By Alex Wilson.
In the static, in the cut, in the hum – here our Fred stands. In his kitchen, at his dials, at his machines. Whirring, clanking, clicking. Snow drift outside, skeleton trees, blanket silence.
This noise he hears is new- the circuits finally speaking, singing. He could be onto something here. Bold new electronic sound, fizzing, frying, dancing. The other noise is more familiar, his wife, Freda – “‘ere Fred can I come in and get a custard cream love?”
Frederick Charles Judd was born in 1914, Woodford, East London and passed away in Norfolk, 1992. He is now regarded as one of the most fascinating pioneers of early British Electronic music. I have been having an affair with Fred’s music since 2010.
I was introduced to Fred by Brighton based filmmaker, artist, sound creator, instrument maker, ultimate-knowledge-on-all-things-early-electronic and all round polymath Ian Helliwell. It was clear from the offset, we’d get along. Good friend Lionel Skerratt and I were starting an electronic music record label at this time. It would be called Public Information; Fred would be our first big project, the kick off.
Ian started his affair much earlier. Contacting Fred’s widow, Freda, he had amassed a mountain of flood-damaged tapes, time scarred photos and dizzying ephemera. Fred, it turned out, was a polymath, much like himself.
Man of letters: Fred wrote and edited numerous electronic music magazines in the 60’s plus 11 books. Man of invention: Fred created many early synthesisers, drum machines and a highly innovative sound/light device called Chromasonics. Man of own means: Fred was entirely self-taught and received little to no funding to create his many sound systems. Man of Televsion: Fred created the first all-electronic soundtrack for a TV program in the UK, Space Patrol c.1963, predating Doctor Who. Man of community: Fred was a proselytiser for this “new music”, lecturing and teaching up and down the land, spreading the word at “tape clubs” UK wide.
In the summer of 2011 Public Information and Ian Helliwell went deep into a Haringey studio to make sense and cohesion of the many Fred hours we had at our disposal. During this time all other music sounded sterile against Fred’s alien command of the circuit board. His voice, a clipped East London murmur was ever present, telling us, teaching us, making us laugh. Oscillations whizzed around my front room. The cat looked confused. The girlfriend curious. The neighbours annoyed. Eventually we whittled the archive down to one hour runtime. This material became Electronics Without Tears – PUBINF003 – Release Date 16th January 2012.
Ian’s documentary about Fred, Practical Electronica, played all over the country, and it seemed people were getting hipped to Frederick Charles Judd. Freda sat in at the Barbican screening of the film and told us “Fred would be so happy, sat up on his damp cloud, chest puffed out”. It brought damp eyes to these blues of mine.

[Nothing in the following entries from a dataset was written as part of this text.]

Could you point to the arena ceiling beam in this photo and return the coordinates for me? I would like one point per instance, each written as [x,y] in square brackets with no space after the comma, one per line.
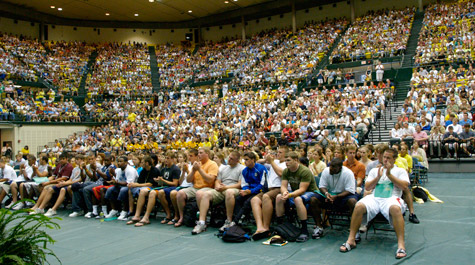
[252,12]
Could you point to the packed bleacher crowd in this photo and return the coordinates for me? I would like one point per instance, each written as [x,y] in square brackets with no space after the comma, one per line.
[65,64]
[36,105]
[19,57]
[379,34]
[120,70]
[61,64]
[175,65]
[447,34]
[438,112]
[262,179]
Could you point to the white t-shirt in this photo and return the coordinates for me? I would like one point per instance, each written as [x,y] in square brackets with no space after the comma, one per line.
[76,174]
[230,175]
[9,173]
[274,181]
[385,187]
[130,175]
[336,184]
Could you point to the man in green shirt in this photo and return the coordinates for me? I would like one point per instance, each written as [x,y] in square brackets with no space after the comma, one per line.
[302,184]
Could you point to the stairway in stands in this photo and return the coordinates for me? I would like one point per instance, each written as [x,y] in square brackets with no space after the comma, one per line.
[413,39]
[326,59]
[382,132]
[154,69]
[89,69]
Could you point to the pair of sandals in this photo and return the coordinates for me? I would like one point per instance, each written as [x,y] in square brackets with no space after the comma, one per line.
[173,222]
[346,247]
[138,223]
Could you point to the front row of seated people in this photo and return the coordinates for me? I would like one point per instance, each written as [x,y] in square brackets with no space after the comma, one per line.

Fast-forward a year or so, and we are setting Fred up for the glitz and the glamour once more, this time with a cast of new players on-board. Many sounds, lectures, rhythms and field recordings went unused on Electronics Without Tears… so we decided to give these to some of our favourite operators in the UK, Europe and the U.S. Interpretations on F.C. Judd was birthed. The characters invited Chris Carter, Perc, Pye Corner Audio, Holly Herndon, Mordant Music, Peter Rehberg, Bandshell, Ekoplekz, The Boats, Leyland Kirby, Karen Gwyer and Ian Helliwell.
We shall let you be the judge of this new Public Information work, but the dozen intrepid souls who took on the archive have kept Fred’s flame well and truly alive. And whilst his name will likely never make the BBCFourMusicDocZone, for those who care about Great British Amateurs and unheralded back room boffins, Frederick Charles Judd will live long in the memory. If nothing else, our Freda can once more look on again at her late husband with a twinkle in her eye and a smile on her face.
To you, Fred… all the best up there on your damp cloud.